While it is, of course, critical to lock down important decisions regarding layout, colour scheme and appliances, it’s the hero of this highly-popular room which needs the most attention: the not-so-humble kitchen bench.
With a myriad of options available to renovators, starting from lower end laminates, through to mid-range stone and beyond into the ultra-luxurious marble and granite finishes, there are a variety of kitchen benchtop choices to suit every Australian’s budget. Ranging from as little as $350 per square metre for laminate, through to approx. $4,000 for a slab of superior marble, we’ve broken down your choices by basic, mid-range and high-end, to help solve your kitchen benchtop renovation queries.
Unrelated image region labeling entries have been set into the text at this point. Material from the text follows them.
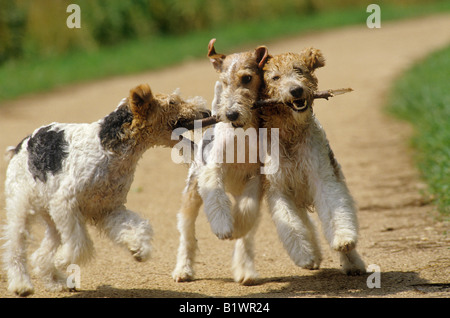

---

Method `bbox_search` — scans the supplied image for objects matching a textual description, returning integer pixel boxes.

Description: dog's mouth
[171,110,218,130]
[285,98,309,113]
[231,122,244,128]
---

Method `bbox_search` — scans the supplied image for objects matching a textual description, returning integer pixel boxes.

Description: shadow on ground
[65,269,442,298]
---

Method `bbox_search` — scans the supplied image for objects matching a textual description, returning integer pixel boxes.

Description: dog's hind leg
[198,163,233,240]
[232,224,258,285]
[30,215,67,291]
[172,180,202,282]
[267,189,322,269]
[97,206,153,262]
[49,198,94,270]
[232,176,262,239]
[3,198,34,296]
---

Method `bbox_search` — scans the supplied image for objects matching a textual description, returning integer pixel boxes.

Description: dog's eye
[294,67,303,75]
[241,75,252,84]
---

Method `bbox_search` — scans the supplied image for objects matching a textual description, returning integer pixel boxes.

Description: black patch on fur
[27,125,68,182]
[99,105,133,150]
[14,136,30,155]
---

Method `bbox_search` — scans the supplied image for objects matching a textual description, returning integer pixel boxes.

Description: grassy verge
[388,46,450,217]
[0,2,450,102]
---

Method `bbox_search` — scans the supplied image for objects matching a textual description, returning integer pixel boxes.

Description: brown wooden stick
[253,88,353,108]
[183,88,353,130]
[183,115,219,130]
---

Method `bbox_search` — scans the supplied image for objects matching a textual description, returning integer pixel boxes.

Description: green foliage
[389,46,450,216]
[0,0,450,101]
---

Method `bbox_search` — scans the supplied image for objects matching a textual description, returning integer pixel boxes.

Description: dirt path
[0,15,450,297]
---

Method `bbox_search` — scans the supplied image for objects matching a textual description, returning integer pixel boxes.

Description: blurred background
[0,0,450,101]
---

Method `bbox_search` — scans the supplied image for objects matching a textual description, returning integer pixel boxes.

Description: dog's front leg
[97,206,153,262]
[233,175,262,239]
[267,188,322,269]
[172,175,202,282]
[310,152,366,275]
[198,163,233,240]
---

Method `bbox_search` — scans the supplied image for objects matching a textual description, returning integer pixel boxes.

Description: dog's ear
[208,39,226,72]
[129,84,153,119]
[254,46,270,69]
[301,47,325,72]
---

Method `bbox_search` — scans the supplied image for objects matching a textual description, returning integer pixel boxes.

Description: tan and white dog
[261,48,365,275]
[172,39,268,284]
“A laminate benchtop still provides the most cost-effective solution for those customers on a budget,” confirms Refresh renovation expert Nielen Prince. “Laminate benchtops come in a vast range of selections and are an affordable option, plus all installation requirements can be dealt with on-site, further saving time and money.”
A trusted choice for decades, this cost-effective material comes in an extensive array of colours and patterns, and, at times, is even mistaken for stone. It ranges through to $350 - $650 per square metre for higher-end laminates.

Laminate benchtop costs

From $350 per m2 
For further inspiration, take a look at this Laminex benchtop.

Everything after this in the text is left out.